Johnny goes off Depp end
THIS is why you don’t hire one of the most high-powered publicists in Hollywood and then sideline them. In a bonkers Rolling Stone interview with
Johnny Depp — which was arranged by his attorney, Adam Waldman, apparently in an attempt to vindicate Depp amid his lawsuit with his former financial managers — the author notes that “Waldman made it clear he was doing an end-run without the involvement of
Robin Baum, Depp’s formidable publicist of many years.” That might have been a bad call. Instead of a carefully orchestrated interview — perhaps at Baum’s office — Rolling Stone journalist Stephen Rodrick ended up hanging at Depp’s London home, while Depp sat with “two equal piles of tobacco and hash” rolling joints and pontificating until the sun came up.
The result were gems such as Depp’s observation that his battle with the managers is “the f - - king ‘Matrix.’ I didn’t see the movie, and I didn’t understand the script, but here’s what it is.”
When Rodrick puts to Depp the claim that he paid a sound engineer to feed him lines through an earpiece on a movie set because he couldn’t remember the script, according to the article, “Depp does not deny [this], saying the sounds fed to him made him act with just his eyes.”

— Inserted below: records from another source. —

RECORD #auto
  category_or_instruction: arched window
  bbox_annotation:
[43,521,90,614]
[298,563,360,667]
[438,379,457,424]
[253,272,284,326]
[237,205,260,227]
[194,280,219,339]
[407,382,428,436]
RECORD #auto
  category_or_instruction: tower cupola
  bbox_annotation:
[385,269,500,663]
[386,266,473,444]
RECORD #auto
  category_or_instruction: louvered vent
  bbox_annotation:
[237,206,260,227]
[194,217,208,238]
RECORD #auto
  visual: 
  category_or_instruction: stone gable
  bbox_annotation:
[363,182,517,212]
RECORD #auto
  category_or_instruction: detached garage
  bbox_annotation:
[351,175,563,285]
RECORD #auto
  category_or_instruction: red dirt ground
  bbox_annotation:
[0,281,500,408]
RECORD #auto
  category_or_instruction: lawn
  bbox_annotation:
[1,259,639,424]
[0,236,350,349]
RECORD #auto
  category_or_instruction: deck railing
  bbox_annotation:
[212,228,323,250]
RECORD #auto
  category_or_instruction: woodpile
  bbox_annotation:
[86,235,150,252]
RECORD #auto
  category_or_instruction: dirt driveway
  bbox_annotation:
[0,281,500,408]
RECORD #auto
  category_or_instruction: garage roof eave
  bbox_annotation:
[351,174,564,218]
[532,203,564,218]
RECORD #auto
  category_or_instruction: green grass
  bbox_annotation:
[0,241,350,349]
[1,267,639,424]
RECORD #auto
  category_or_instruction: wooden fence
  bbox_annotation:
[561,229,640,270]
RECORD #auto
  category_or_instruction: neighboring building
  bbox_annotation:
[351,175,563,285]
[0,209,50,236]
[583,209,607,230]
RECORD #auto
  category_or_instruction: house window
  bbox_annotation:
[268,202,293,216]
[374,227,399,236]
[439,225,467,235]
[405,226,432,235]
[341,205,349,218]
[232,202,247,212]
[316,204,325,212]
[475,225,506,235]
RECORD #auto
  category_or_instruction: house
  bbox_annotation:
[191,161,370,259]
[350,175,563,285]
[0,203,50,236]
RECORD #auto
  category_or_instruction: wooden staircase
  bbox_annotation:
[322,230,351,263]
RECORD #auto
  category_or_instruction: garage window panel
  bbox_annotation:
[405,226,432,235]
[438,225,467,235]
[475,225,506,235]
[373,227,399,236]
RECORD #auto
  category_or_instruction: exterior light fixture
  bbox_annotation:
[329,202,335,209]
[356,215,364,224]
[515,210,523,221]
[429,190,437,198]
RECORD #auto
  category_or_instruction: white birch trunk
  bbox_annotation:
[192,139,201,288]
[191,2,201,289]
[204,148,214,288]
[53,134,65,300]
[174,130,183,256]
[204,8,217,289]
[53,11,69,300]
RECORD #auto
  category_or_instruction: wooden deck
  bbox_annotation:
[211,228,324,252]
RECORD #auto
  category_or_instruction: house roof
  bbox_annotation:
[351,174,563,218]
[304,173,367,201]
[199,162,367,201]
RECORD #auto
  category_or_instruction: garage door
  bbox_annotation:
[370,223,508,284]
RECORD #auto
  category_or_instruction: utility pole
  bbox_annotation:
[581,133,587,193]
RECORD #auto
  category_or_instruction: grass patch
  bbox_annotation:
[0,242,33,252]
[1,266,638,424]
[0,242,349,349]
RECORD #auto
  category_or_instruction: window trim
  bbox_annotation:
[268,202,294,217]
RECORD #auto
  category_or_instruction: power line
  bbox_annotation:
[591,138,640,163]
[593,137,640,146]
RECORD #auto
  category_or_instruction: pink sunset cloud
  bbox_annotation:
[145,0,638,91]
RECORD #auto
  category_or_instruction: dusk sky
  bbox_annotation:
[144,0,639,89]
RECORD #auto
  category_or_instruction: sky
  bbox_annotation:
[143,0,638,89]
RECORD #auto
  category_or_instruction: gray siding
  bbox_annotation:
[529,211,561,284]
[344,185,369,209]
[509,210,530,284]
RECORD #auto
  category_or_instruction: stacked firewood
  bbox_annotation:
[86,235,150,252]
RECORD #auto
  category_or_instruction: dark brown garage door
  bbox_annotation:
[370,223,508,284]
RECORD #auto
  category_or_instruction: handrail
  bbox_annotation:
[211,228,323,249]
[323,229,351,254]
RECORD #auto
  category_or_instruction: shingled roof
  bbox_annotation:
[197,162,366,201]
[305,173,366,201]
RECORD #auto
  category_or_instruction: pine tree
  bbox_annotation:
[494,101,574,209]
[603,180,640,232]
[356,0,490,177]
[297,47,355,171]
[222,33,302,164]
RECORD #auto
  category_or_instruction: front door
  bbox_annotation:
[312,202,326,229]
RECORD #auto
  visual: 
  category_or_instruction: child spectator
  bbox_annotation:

And to the managers’ accusations that Depp’s spending was out of control and that he spent $30,000 on wine, Depp said, “It’s insulting to say that I spent $30,000 on wine . . . because it was far more.”
In the same vein, he shot down their claim that he spent $3 million shooting pal Hunter S. Thompson’s ashes from a cannon.
“By the way, it was not $3 million to shoot Hunter into the f - - king sky . . . It was $5 million.”
He also explained that “the cost of the rocket launch increased when he decided he wanted Thompson’s arc to be at least 1-foot higher than the Statue of Liberty’s 151-foot height.”